Normalmente, essa complicação é diagnosticada quando o paciente necessita do uso contínuo de vasopressores para manutenção da pressão arterial no pós-operatório. Entretanto, o estado de baixa resistência vascular sistêmica é encontrado em diversas outras entidades conhecidas: sepse, deficiência de glicocorticoides, falência hepática ou choque decorrente de qualquer etiologia.
A base do tratamento e manejo da vasoplegia está na utilização de substâncias que atuem diretamente nos mecanismos celulares e inflamatórios que desencadeiam a vasodilatação sistêmica, bem como na avaliação da fluidorresponsividade dos pacientes. A terapia de primeira linha inclui o uso de vasopressores da classe dos adrenérgicos, que aumentam a pressão arterial média pela ligação ao receptor alfa-1 adrenérgico. A classe de medicamentos inclui dopamina, adrenalina, noradrenalina e fenilefrina.

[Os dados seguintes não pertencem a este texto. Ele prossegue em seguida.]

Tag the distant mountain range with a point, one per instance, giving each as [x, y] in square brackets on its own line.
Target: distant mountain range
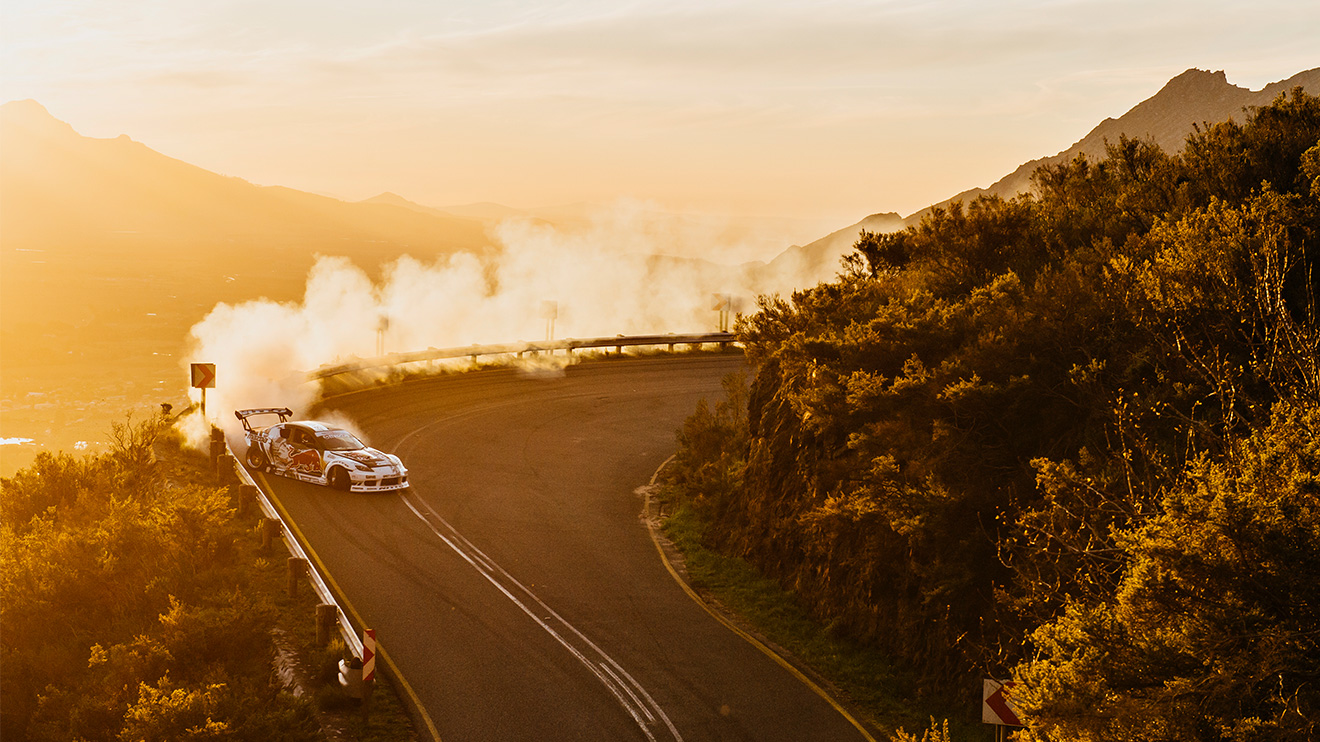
[1191, 99]
[58, 186]
[75, 213]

Em recente revisão da Cochrane, não foi provada a superioridade de uma droga sobre outra. A escolha por qual medicação a ser utilizada deve ser, então, individualizada, levando em conta os outros efeitos das drogas, em níveis metabólicos, cardíacos, microcirculatórios e imunes[1]. Entretanto, ao escalonar o tratamento, a noradrenalina é usada como agente de primeira linha. Em uma segunda linha de tratamento, o uso da vasopressina está indicado nos casos em que a necessidade de agonistas adrenérgicos está muito elevada e o risco do uso supera seus benefícios[4].

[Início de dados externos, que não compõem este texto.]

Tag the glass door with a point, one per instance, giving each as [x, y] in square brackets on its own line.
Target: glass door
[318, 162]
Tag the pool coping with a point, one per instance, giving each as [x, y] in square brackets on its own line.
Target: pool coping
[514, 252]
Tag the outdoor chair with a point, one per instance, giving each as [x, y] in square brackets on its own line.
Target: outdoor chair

O azul de metileno, historicamente utilizado na síndrome, atua na inibição da ação vasodilatadora de inúmeras substâncias, como o NO, e é considerado uma droga de resgate em pacientes com vasoplegia severa pós-bypass. Entretanto, seu uso deve ser cauteloso. Pode propiciar o aparecimento de meta-hemoglobinemia, diminuição do fluxo sanguíneo esplâncnico, aumento na resistência vascular pulmonar e risco de síndrome serotoninérgica.
Estudos futuros estão avaliando o uso de terapias-alvo para o tratamento da síndrome, como a selepressina, um receptor mais específico da ação da vasopressina, o uso da angiotensina II, da hidroxicobalamina, entre outros[1].
LEITURAS RECOMENDADAS
1. Levy B, Fritz C, Tahon E, Jacquot A, Auchet T, Kimmoun A. Vasoplegia treatments: the past, the present, and the future. Crit Care. 2018 Feb 27;22(1):52.
2. Omar S, Zedan A, Nugent K. Cardiac vasoplegia syndrome: pathophysiology, risk factors and treatment. Am J Med Sci. 2015;349(1):80-8.
3. Shaefi S, Mittel A, Klick J, Evans A, Ivascu NS, Gutsche J, et al. Vasoplegia after cardiovascular procedures — pathophysiology and targeted therapy. J Cardiothorac Vasc Anesth. 2018 Apr;32(2):1013-22.
4. Gamper G, Havel C, Arrich J, Losert H, Pace NL, Müllner M, et al. Vasopressors for hypotensive shock. Cochrane Database Syst Rev. 2016 Feb 15;2:CD003709.